Refresh-on-read (fast-path)
During recall, the node calls get_fresh_card for each candidate entity. When a card passes all three conditions — is_stale = false, has_contradictions = false, and avg_confidence ≥ 0.5 — the entity's raw facts are replaced by a single synthetic ScoredFact carrying the card summary. This fact appears with from_card: true and the relation stigmem:card:summary.
Divergence policy
When any condition is false (including a transient refresh error), the entity falls through to full raw-fact re-ranking. The fallback is transparent to callers: the only signal is the absence of from_card: true on those facts.

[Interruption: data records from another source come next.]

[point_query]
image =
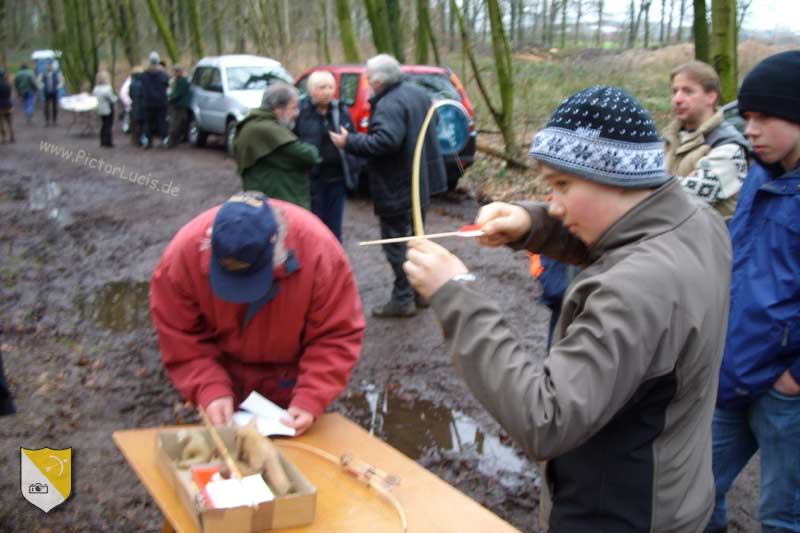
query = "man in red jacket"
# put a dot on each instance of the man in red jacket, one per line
(257, 295)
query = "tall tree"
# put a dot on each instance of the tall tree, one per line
(396, 28)
(422, 39)
(194, 24)
(349, 42)
(600, 23)
(682, 13)
(723, 46)
(503, 68)
(379, 23)
(163, 30)
(3, 38)
(702, 44)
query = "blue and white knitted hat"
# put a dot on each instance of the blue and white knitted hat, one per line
(604, 135)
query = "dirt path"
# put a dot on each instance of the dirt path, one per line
(78, 246)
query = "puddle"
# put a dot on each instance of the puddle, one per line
(43, 198)
(118, 306)
(415, 426)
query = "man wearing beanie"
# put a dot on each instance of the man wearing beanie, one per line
(758, 406)
(620, 409)
(704, 152)
(257, 295)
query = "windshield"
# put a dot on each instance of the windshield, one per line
(438, 85)
(253, 78)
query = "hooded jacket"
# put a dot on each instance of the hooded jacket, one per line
(397, 116)
(621, 407)
(764, 327)
(298, 349)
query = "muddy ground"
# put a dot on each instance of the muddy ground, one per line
(77, 247)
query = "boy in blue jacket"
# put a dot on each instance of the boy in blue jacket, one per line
(758, 403)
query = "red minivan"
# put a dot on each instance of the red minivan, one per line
(440, 82)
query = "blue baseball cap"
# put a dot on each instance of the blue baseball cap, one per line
(243, 240)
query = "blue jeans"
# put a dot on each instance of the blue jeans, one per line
(29, 100)
(327, 202)
(771, 424)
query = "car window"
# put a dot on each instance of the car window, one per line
(438, 86)
(251, 78)
(197, 79)
(348, 87)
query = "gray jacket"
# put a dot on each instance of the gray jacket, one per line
(621, 408)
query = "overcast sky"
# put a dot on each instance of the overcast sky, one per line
(762, 15)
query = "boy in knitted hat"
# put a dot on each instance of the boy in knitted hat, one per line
(758, 406)
(620, 409)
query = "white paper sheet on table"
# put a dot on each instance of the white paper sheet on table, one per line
(267, 414)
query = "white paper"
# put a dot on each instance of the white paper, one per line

Fetching or forcing a card refresh. Use
GET /v1/cards/{entity_uri} to inspect a card directly or force a
server-side refresh with ?refresh=true. See the
Memory Cards guide
for the full lifecycle.
Security and access control
Garden ACL filtering
All recall results are filtered by the caller's garden ACL (Spec-02) at query time — callers never see facts from gardens they don't have read access to.
Content sanitizer
The recall-time sanitizer (ADR-003) strips known prompt-injection sentinels and bidirectional-override characters from value fields.
Source-trust multiplication
source_trust on each result reflects the identity strength of the writing agent. Effective confidence = confidence × source_trust. Facts below min_confidence are excluded.